In a world where the internet is the go-to place to learn about people, places and products, having a digital presence is more important than ever. And no one understands that better than Houston’s thriving design, data and tech community.
To tap into that creativity, the city held its first Digital Design Challenge, inviting creative and technical people to submit their visions for the city’s digital presence and website user experience.
“We have one of the strongest civic technology communities in the country,” Jesse Bounds, director of the Mayor’s Office of Innovation, said. “They have really good ideas and are very creative.”
Mayor Sylvester Turner announced the challenge in October, calling on innovative Houstonians to submit a 500-word vision statement for the city’s digital presence, a 500-word vision statement for the city’s website user experience, and supporting materials.
“Houston is full of talented artists, designers, and technologists, and we want to engage them as we work to modernize our online image,” Turner said.
Brand Ranch Media, Think Thank Ideas and Don Suttajit were the top three winners announced this month. Each of the finalists was awarded $1,000 and given the opportunity to present their vision to Mayor Turner.
Along with engaging the community, Bounds hopes to keep the lines of communication open with the winners to incorporate some of their recommendations into the city’s website redesign, expected to launch in January 2018.
“I’m just in awe, honored and humbled to be a part of this journey” said Suttajit, who works as a graphic designer for the Center for Hearing and Speech in Houston. “It means a lot to me because I am a Houstonian and I want to see the city do well.”
Suttajit, who has 10 years of experience in graphic design, is happy to help boost the city’s digital presence.
“Houston should be up there competing with all the other big cities,” he said.
James Fogarty, Brand Ranch Media’s chief executive officer, agrees.
“After the year we’ve had, I think this is needed,” Fogarty said. “Increasing our digital presence and digital brand could do nothing but help our city, recruit people, and help them find the resources they need.”
“It was really exciting for us meet the team and present to the mayor,” said Amanda J. David, chief executive officer for BRM.

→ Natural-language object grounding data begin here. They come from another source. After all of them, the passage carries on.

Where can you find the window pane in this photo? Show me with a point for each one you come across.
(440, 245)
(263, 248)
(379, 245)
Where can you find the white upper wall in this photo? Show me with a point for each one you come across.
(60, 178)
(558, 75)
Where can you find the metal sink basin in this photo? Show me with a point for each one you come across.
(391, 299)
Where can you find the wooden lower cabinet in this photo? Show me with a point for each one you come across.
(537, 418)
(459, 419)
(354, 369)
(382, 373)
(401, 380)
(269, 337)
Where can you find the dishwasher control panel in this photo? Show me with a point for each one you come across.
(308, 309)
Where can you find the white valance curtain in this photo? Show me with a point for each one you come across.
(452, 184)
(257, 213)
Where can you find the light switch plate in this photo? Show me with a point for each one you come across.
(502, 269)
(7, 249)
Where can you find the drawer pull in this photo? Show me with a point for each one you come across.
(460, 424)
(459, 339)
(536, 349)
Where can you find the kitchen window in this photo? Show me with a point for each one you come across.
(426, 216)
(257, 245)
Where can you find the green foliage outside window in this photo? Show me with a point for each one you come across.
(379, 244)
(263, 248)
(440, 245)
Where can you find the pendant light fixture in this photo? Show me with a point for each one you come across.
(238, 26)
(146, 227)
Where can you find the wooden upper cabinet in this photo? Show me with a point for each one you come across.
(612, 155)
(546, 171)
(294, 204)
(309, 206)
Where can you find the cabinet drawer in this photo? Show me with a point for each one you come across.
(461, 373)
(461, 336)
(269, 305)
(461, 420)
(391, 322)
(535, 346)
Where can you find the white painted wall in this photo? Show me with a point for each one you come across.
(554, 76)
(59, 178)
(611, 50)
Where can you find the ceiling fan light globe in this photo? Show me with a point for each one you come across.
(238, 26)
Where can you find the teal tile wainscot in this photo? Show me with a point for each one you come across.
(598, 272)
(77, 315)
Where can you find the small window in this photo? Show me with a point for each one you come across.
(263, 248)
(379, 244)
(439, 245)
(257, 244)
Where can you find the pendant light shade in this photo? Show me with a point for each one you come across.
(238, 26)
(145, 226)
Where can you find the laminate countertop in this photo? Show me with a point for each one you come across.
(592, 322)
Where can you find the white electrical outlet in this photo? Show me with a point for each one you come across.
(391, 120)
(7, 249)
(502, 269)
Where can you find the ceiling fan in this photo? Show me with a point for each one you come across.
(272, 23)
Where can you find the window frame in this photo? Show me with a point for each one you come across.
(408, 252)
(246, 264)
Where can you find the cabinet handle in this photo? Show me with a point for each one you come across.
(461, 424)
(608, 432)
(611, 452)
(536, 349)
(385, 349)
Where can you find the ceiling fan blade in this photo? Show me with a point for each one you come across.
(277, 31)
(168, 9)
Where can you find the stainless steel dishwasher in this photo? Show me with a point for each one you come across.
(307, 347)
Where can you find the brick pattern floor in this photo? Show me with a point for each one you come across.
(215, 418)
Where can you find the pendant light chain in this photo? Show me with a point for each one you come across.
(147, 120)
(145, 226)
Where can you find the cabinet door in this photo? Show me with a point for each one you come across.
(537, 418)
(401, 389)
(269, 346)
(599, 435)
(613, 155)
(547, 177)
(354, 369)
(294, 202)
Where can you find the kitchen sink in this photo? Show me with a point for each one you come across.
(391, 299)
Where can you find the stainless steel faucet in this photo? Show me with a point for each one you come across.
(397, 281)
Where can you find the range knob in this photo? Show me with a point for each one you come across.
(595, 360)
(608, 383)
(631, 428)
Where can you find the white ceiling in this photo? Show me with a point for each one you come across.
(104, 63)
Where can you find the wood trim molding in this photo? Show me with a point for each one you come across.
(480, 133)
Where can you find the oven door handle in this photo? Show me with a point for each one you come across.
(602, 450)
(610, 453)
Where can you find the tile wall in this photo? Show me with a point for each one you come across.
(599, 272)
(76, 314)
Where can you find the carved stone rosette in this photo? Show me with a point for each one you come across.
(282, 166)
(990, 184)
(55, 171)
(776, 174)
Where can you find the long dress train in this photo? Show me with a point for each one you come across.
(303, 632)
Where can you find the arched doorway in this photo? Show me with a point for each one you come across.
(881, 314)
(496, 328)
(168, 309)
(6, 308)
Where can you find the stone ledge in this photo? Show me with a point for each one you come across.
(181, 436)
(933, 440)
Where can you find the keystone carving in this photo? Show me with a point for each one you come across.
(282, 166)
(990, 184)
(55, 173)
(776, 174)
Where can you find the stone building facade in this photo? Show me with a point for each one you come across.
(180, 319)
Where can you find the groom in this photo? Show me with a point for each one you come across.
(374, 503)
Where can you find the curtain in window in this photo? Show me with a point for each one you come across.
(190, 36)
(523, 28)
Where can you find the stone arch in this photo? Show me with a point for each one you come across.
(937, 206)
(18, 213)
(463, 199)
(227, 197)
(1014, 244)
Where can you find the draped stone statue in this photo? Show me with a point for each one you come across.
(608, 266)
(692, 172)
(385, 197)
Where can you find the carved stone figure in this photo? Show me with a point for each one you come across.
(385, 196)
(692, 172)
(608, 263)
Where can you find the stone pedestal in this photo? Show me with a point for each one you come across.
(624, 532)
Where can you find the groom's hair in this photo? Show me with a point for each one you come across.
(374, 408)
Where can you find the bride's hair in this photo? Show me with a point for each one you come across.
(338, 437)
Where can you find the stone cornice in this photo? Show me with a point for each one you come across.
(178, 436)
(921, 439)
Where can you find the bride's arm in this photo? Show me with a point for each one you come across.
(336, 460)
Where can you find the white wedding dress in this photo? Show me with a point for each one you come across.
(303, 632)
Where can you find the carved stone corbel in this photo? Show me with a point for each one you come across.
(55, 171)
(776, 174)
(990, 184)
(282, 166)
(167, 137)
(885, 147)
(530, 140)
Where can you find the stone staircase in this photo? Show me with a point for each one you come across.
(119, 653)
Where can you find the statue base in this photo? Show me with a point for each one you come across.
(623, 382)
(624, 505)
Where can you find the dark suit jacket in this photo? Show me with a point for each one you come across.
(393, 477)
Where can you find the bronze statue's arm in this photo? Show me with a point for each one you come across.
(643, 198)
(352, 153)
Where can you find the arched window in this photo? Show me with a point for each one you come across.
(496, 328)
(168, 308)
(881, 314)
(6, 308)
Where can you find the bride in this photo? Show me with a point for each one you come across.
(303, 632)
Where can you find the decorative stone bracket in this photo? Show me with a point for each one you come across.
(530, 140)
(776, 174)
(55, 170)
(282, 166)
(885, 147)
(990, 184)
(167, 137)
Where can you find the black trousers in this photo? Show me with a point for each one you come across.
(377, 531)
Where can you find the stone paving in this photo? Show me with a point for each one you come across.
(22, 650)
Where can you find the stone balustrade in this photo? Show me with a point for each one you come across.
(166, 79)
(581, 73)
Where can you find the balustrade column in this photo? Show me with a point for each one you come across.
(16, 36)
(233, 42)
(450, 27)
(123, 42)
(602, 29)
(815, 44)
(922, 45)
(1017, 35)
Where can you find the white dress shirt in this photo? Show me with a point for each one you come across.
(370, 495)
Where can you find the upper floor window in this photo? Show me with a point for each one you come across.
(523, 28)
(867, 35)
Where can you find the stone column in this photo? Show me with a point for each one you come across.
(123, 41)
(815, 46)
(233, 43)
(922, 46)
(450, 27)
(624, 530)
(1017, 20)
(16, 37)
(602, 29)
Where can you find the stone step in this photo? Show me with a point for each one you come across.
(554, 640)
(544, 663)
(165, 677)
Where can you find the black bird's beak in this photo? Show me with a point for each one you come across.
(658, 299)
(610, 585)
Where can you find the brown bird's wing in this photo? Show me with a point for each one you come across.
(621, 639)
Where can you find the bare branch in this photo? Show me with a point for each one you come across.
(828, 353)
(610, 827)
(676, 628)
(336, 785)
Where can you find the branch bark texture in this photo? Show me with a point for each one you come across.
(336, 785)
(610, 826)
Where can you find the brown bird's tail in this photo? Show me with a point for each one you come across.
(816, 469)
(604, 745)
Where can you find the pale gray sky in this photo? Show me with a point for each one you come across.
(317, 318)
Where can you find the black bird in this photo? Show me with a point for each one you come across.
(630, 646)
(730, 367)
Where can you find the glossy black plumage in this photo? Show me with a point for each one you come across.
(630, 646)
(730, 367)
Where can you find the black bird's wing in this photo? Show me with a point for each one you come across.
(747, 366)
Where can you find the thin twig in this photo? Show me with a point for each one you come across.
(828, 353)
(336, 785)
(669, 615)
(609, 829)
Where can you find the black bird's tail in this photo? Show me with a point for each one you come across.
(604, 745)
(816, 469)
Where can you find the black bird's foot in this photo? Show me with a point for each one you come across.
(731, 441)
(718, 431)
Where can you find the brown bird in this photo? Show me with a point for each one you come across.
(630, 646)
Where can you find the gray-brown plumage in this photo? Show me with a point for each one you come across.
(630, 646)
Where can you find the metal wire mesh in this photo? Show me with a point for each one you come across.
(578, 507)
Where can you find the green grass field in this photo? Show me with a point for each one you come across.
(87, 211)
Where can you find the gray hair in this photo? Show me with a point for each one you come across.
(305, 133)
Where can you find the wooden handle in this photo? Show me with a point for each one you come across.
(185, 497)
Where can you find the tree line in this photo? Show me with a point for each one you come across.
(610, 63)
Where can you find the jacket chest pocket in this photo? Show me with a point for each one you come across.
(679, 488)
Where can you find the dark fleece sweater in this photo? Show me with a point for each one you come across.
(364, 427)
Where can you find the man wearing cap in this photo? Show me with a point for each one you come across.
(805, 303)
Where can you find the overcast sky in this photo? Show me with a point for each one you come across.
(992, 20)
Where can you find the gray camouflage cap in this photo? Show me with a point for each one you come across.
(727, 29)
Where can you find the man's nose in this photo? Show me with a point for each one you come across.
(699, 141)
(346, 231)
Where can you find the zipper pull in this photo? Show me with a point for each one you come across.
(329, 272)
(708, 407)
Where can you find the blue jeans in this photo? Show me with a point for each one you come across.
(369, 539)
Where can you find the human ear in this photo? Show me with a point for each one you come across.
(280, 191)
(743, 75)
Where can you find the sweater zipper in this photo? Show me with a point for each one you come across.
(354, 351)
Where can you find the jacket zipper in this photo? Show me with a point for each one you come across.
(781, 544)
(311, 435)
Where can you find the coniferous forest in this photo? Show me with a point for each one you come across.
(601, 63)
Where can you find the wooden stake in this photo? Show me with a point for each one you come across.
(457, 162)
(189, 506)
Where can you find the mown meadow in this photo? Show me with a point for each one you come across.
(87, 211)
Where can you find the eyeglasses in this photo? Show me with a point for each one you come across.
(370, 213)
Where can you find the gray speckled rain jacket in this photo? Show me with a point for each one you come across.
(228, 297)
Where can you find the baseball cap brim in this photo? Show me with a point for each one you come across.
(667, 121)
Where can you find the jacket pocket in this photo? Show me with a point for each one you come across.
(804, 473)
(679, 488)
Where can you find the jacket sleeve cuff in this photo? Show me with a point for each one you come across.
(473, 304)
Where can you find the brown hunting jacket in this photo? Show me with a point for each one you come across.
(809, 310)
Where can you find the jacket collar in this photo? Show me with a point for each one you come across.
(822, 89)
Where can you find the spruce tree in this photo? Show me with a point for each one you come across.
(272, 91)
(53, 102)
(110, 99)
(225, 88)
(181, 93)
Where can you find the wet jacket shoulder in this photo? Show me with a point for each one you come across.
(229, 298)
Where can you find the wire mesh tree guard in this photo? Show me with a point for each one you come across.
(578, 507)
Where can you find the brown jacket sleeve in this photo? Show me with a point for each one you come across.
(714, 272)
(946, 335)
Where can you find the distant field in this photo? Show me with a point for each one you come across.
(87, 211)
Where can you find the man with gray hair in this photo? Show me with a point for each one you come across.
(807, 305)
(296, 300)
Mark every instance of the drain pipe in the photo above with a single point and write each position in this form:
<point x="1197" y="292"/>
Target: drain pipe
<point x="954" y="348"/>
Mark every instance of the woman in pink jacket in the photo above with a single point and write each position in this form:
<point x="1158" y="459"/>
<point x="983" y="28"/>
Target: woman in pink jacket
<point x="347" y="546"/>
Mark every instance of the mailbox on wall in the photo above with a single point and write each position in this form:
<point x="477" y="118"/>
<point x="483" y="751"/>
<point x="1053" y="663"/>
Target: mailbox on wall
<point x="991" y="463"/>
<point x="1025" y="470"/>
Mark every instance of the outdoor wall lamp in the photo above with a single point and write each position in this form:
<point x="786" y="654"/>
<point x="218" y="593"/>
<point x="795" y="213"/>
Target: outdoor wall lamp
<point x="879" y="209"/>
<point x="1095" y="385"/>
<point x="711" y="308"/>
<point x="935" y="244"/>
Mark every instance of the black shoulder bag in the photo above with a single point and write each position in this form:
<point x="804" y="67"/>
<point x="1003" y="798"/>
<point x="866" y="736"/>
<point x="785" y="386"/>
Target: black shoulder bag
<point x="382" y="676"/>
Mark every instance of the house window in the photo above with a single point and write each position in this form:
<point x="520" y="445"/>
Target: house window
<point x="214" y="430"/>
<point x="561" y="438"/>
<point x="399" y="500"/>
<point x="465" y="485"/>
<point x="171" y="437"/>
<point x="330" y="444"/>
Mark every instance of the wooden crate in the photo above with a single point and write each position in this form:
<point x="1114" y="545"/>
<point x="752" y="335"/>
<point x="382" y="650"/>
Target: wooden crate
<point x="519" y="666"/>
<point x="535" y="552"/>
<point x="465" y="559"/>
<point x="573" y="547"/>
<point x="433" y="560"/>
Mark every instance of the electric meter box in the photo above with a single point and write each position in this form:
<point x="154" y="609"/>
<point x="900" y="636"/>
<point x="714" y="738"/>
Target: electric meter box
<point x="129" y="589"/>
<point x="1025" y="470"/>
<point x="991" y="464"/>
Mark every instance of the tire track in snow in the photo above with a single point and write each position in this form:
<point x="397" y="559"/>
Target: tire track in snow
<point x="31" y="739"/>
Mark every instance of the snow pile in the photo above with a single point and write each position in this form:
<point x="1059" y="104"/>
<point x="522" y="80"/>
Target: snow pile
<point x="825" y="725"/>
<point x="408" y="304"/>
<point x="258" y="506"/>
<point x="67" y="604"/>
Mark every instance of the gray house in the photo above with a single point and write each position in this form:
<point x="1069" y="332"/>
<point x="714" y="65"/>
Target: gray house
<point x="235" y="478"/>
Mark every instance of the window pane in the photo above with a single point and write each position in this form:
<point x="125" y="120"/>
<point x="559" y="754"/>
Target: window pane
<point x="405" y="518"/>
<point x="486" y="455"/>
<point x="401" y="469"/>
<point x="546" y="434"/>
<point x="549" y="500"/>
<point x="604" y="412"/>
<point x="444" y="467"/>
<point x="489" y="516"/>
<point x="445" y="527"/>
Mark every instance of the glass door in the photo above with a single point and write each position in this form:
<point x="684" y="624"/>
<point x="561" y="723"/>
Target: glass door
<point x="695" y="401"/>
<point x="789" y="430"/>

A family business, BRM is a full-service boutique advertising agency with clients all over the country. Both Fogarty and Davis have strong ties to the community.
“We grew up in this city,” said Fogarty, who founded BRM in 2015. “If we can use our creative abilities and help our city with their digital landscape, I think that’s great.”
“For me, it is exciting to think about being involved in something that has the far-reaching effects and makes things more intuitive and easier,” said Roberts, Kumar’s business partner.
Founded in 2016, Think Thank Ideas is a local creative IT consultancy that works with small and large businesses. Kumar and Roberts believe they can further assist the city through usability testing of the redesigned website. Is the company name Think Thank Ideas, or Think Thank? You have it two ways in the article.
“We want to make sure what is being put out there is helpful, low cost and makes sense,” Kumar said of city’s website.
Bounds and his team see the challenge as an opportunity to get feedback from the community.
“We’re trying to be mindful of the fact they were are citizen-serving and we want citizen input,” said Annie Pope, policy advisor for the Office of Innovation.
“I think it was a cool first time where we’re running something like this, where were asking citizens for their input and ideas,” Pope said of the challenge. “It’s something we’d like to do more of.”
Bounds credits Houston’s civic technology community and city employees in their efforts to reimagine the city’s digital presence and website user experience.
“We wouldn’t be as successful as we are with these kinds of things without the talented community that’s eager to volunteer and also a city workforce that’s open to ideas and that’s wanting to do better for the city,” Bounds said. “It’s definitely a team effort.”
Along with the Design Challenge, the Office of Innovation hosts the Houston Hackathon in the spring.
“It’s the signature way we engage with residents,” Pope said of the 24-hour civic hackathon, where city employees and residents come together to solve problems that affect the greater public.
For Pope, it’s all about solving problems. And she encourages all city employees to submit ideas to increase efficiencies, including outsourcing solutions.
“We’d love to know about that and try to find ways with external partners to create those solutions,” Pope said.